Sono una donna, e condivido totalmente il commento fatto dalla Sig.na Paola Pallotto…..!!
Quanta veemenza contro questa manifestazione, sopratutto femminile…beh a queste donne del fare, del fare azione (quale azione?) per cui i privilegi femminili esistono (ma in discoteca e come professioniste ai colloqui di lavoro) consiglio semplicemente di NON partecipare alla manifestazione. Anche prima del 2 giugno 1946 (solo 65 anni fà ma per voi è preistoria ovviamente) molte donne del fare, del fare azione, non mostravano alcuna intenzione di manifestare e combattere per il diritto di voto e PARI dignità, eppure poi, anche se di sponda politica avversa, di quel diritto, fortunatamente per la nostra CIVILTA’e DEMOCRAZIA, ne hanno beneficiato, tanto che oggi esiste un Ministero chiamato appunto PARI OPPORTUNITA’….domenica alle 15,30 rimanete pure a casa…in TV c’è uomini e donne!!!
@ Pallotto
Se fosse tutto così semplice, come dice lei, lei avrebbe perfettamente ragione.
Purtroppo non sempre è così.
In una società che è stata, per secoli e secoli, maschilista e dove, fino a 70 anni fa, le donne erano relegate a fare “l’anima del focolare”, senza diritto di voto e, spesso, anche con poco diritto di parola credo che di strada tanta se ne sia fatta ma molta strada ci/vi resta ancora da fare.
Ancora oggi molti giocattoli femminili sono tutti orientati alla casa; addirittura lo scorso anno ho visto, al Centro Commerciale (oltre e solite finte cucine,i soliti finti ferri da stiro, ecc.), un finto aspirapolvere…
Ed anche nel mondo del lavoro (è inutile fingere) ma per tanti motivi la donna non sempre parte alla pari con l’uomo.
Sebbene vi sia stata sempre nella nostra società la “scorciatoia” del sesso (per avere denaro, ricchezza, successo) è indubbio che -negli ultimi 20 anni- abbiamo assistito ad un continuo, martellante, ossessivo, ripetitivo refrain in cui lo studio non è importante, l’inteligenza non conta, il sacrificio non è ricompensato poichè basta avere 2 belle gambe, un bel sedere e 2 tette (ed essere disposte ad usarle) che hai la strda spianata….
… Se per anni e anni e anni il modello comportamentale è questo -che ci viene giornalmente propinato dalla TV e sui giornali- non bsognerebbe poi meravigliarsi che l’aspirazione massima è fare la velina, la vedette, la showgirl che non sono altro che belle parole per nascondere quello che poi il “maschio alfa” pensa intimamente: puttane di lusso (ma sempre puttane)….

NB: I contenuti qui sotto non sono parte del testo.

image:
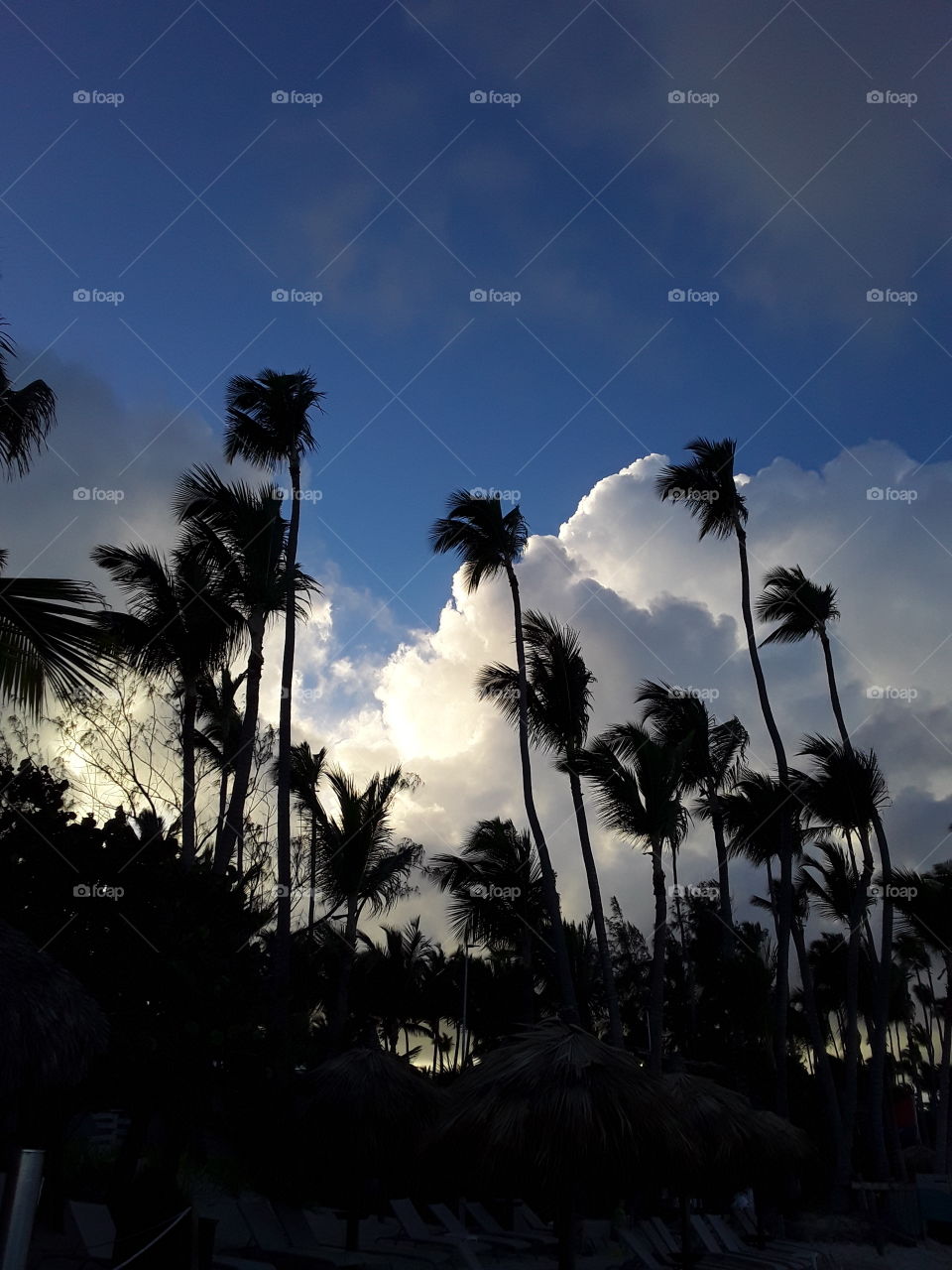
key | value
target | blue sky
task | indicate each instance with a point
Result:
(791, 195)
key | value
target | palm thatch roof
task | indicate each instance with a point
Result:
(565, 1111)
(735, 1143)
(51, 1029)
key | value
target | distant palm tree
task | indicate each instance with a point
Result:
(179, 629)
(489, 543)
(707, 488)
(50, 640)
(27, 416)
(558, 698)
(712, 752)
(241, 534)
(270, 425)
(361, 866)
(638, 783)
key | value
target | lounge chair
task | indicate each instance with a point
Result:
(542, 1239)
(417, 1232)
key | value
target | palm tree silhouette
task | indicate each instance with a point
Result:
(707, 488)
(712, 753)
(270, 426)
(240, 531)
(180, 627)
(638, 783)
(558, 699)
(489, 543)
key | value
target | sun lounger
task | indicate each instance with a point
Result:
(417, 1232)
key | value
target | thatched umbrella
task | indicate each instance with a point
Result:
(737, 1146)
(373, 1110)
(50, 1025)
(566, 1111)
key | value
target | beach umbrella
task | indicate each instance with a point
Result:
(50, 1026)
(373, 1110)
(565, 1114)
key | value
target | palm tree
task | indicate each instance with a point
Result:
(50, 639)
(27, 416)
(489, 543)
(181, 629)
(306, 771)
(712, 752)
(707, 488)
(638, 783)
(495, 885)
(558, 698)
(359, 864)
(802, 608)
(270, 426)
(243, 535)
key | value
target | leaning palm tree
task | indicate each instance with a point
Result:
(801, 608)
(489, 543)
(270, 425)
(558, 698)
(180, 629)
(712, 753)
(638, 783)
(50, 640)
(707, 488)
(361, 865)
(27, 416)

Se l’imperativo categorico è avere denaro, non importa come, è ovvio che poi i modelli comportamentali cambiano e la società più he evolversi si involve.

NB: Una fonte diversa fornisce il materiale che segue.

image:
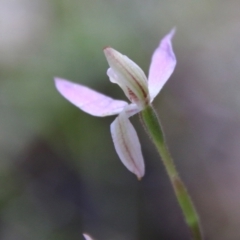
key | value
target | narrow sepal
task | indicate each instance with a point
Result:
(88, 100)
(127, 145)
(162, 65)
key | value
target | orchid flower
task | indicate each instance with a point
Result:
(139, 90)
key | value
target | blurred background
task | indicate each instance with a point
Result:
(59, 173)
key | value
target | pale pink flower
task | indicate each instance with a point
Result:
(87, 237)
(138, 89)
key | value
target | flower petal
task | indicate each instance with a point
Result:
(128, 75)
(127, 145)
(162, 65)
(88, 100)
(87, 237)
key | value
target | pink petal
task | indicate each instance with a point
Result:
(162, 65)
(127, 145)
(87, 237)
(88, 100)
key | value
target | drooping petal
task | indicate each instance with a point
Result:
(162, 65)
(127, 145)
(87, 237)
(88, 100)
(128, 75)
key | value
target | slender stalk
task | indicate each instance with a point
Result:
(153, 127)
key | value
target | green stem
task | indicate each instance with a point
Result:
(153, 127)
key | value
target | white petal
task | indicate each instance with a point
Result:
(87, 237)
(88, 100)
(162, 65)
(127, 145)
(128, 75)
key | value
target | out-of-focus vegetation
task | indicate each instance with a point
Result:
(59, 173)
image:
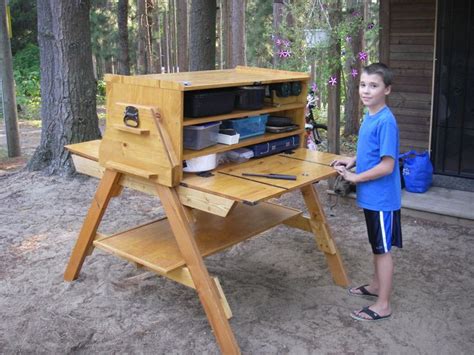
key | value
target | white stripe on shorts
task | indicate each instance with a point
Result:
(384, 235)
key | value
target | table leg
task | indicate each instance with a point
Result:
(323, 235)
(205, 286)
(108, 187)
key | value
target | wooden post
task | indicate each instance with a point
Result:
(7, 91)
(108, 187)
(205, 286)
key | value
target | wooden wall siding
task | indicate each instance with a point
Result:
(411, 30)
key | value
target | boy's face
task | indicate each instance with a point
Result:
(372, 91)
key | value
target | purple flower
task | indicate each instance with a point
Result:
(283, 53)
(363, 56)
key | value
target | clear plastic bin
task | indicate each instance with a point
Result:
(201, 136)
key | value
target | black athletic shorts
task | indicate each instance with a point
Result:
(384, 230)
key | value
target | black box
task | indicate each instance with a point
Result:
(201, 103)
(275, 146)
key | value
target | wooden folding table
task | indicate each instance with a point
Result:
(205, 215)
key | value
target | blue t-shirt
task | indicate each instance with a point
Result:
(378, 137)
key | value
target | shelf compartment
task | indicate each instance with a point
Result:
(219, 148)
(189, 121)
(153, 244)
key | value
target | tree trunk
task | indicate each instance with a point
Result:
(202, 39)
(351, 106)
(278, 6)
(123, 56)
(68, 88)
(7, 90)
(235, 54)
(143, 35)
(182, 34)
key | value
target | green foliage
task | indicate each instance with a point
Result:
(26, 71)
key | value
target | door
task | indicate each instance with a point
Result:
(453, 110)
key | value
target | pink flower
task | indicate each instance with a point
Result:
(332, 81)
(363, 56)
(283, 53)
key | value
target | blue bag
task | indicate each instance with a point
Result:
(417, 171)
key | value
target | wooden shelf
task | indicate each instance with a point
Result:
(219, 148)
(188, 121)
(154, 246)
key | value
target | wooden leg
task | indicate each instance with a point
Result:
(107, 188)
(205, 286)
(323, 235)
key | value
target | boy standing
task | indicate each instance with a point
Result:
(378, 187)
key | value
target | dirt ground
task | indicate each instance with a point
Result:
(277, 284)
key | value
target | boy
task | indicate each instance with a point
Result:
(378, 187)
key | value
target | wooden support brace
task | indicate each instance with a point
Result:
(104, 193)
(205, 287)
(323, 235)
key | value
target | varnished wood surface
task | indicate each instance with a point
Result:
(154, 246)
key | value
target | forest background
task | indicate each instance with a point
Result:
(331, 39)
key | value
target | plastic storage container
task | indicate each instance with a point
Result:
(201, 136)
(250, 97)
(275, 146)
(208, 102)
(199, 164)
(248, 127)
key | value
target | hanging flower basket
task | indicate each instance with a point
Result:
(316, 36)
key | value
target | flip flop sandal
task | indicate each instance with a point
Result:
(363, 290)
(374, 316)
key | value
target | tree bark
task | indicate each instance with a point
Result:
(235, 54)
(68, 88)
(182, 34)
(7, 91)
(202, 39)
(123, 55)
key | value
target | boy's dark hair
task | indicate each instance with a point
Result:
(380, 69)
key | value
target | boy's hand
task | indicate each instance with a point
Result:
(345, 161)
(346, 174)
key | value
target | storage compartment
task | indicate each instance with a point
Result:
(250, 97)
(248, 127)
(201, 136)
(275, 146)
(208, 102)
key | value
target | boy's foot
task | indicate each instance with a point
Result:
(361, 291)
(368, 315)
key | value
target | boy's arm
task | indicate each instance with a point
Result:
(383, 168)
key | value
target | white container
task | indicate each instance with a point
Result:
(227, 139)
(204, 163)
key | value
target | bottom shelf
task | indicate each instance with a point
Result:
(153, 244)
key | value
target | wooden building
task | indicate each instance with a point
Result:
(429, 44)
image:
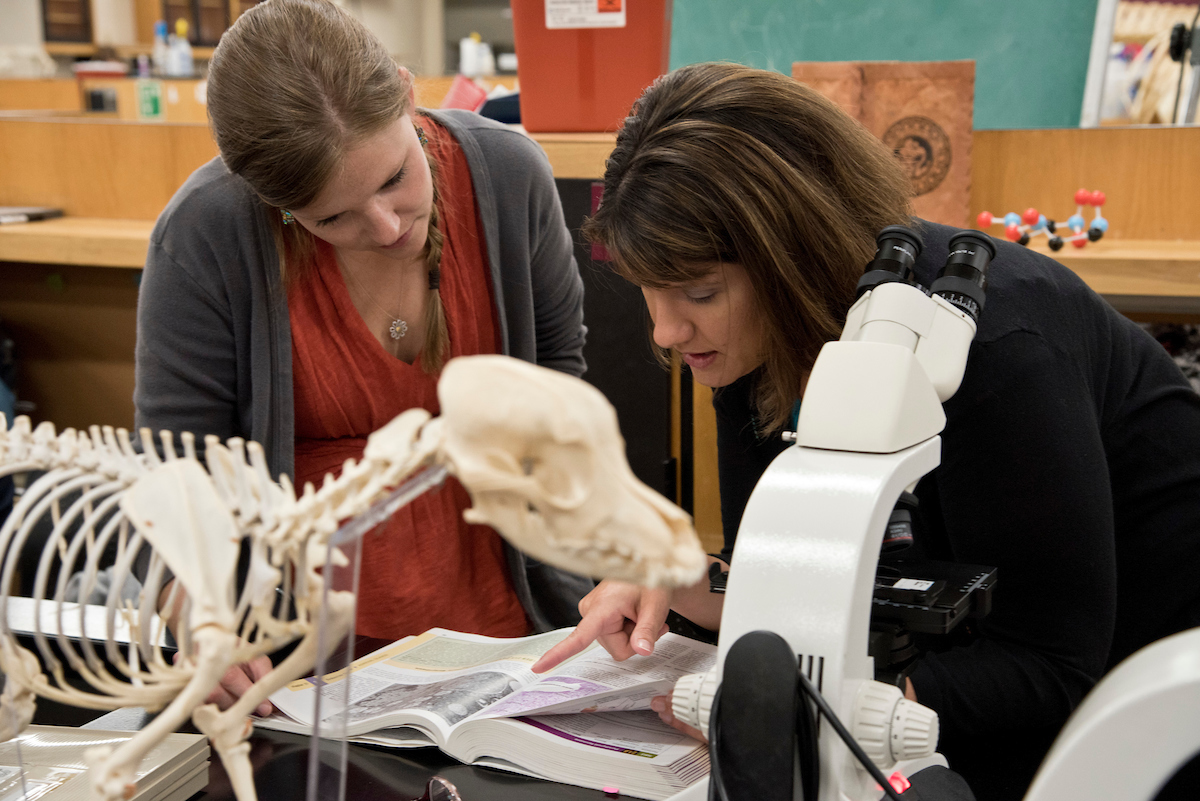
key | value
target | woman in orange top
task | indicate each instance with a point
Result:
(307, 287)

Perchè se l’universo femminile è costellato da escort, quelo maschile è costellato di Corona i quali non si attendono latro che la donna-oggetto si comporti per quello che è: un buco con il niente intorno.
Anche certi commenti maschili, fintamente ironici, qui apparsi la dicono lunga su quanto cammino c’è ancora da fare.

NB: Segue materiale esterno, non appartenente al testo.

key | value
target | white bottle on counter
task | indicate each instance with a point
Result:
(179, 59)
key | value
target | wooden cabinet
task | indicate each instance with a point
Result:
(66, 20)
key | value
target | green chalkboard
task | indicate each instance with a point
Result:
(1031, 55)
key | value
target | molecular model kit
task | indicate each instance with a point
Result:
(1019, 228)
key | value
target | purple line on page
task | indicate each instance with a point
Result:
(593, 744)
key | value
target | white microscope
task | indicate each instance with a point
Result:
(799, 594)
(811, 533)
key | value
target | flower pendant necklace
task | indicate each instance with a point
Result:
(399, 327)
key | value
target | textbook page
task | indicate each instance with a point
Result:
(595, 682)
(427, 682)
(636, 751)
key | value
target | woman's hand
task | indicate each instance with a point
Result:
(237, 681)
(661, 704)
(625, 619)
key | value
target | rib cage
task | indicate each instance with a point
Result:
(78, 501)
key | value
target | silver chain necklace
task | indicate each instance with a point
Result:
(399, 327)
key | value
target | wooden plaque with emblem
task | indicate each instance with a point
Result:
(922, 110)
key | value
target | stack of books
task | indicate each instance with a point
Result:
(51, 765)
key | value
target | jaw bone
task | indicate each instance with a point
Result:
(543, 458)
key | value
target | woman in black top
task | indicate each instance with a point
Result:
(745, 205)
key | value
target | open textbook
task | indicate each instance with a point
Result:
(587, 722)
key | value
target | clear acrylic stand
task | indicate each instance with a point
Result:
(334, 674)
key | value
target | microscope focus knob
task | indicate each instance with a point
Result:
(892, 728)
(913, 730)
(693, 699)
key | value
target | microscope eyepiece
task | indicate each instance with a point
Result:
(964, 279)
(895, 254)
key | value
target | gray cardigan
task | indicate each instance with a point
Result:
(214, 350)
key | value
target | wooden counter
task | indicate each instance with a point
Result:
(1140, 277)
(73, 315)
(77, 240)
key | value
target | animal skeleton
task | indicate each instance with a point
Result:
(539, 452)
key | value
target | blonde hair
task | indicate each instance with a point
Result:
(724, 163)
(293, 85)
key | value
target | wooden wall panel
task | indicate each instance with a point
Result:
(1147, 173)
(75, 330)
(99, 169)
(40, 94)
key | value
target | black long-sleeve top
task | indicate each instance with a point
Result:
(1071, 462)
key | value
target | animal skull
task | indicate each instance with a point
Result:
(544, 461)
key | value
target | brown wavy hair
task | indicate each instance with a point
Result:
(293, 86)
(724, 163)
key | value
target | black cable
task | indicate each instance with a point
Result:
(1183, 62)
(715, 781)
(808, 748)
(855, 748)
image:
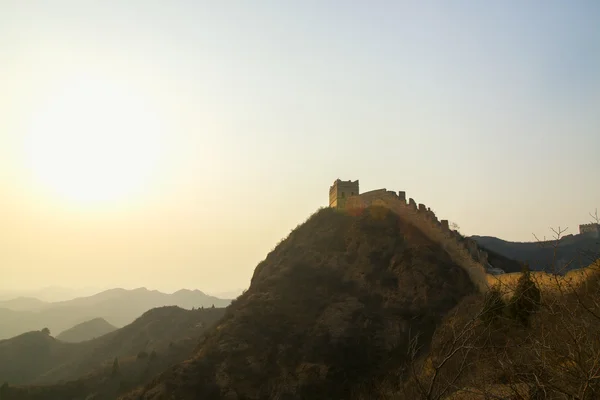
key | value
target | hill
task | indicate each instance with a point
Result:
(329, 312)
(23, 304)
(170, 333)
(119, 307)
(572, 252)
(86, 330)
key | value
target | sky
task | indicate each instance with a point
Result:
(173, 144)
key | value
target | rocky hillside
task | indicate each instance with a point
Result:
(163, 335)
(329, 312)
(572, 252)
(118, 306)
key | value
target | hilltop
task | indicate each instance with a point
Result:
(118, 307)
(572, 252)
(328, 312)
(86, 330)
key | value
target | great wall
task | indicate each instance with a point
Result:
(464, 252)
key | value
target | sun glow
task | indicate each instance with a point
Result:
(94, 141)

Ma qui il discorso si allargherebbe, a dismisura, ai mutamenti sociali e ci sarebbe da aprire una lunga discussione/riflessione storico/sociale che parte dall’inizio degli anni ’60 e credo non si sia ancora conclusa.
Una volta le femministe dicevano “il corpo è mio e lo gestisco io”.
Ora “alcune” di loro dicono alle altre donne: il vostro corpo è nostro e lo gestite come vogliamo noi.
Ma avete il coraggio di mandare queste ipocrite dove meritano?
http://www.bbc.co.uk/news/world-europe-12416394
“Murdered by her father for becoming an Italian woman.”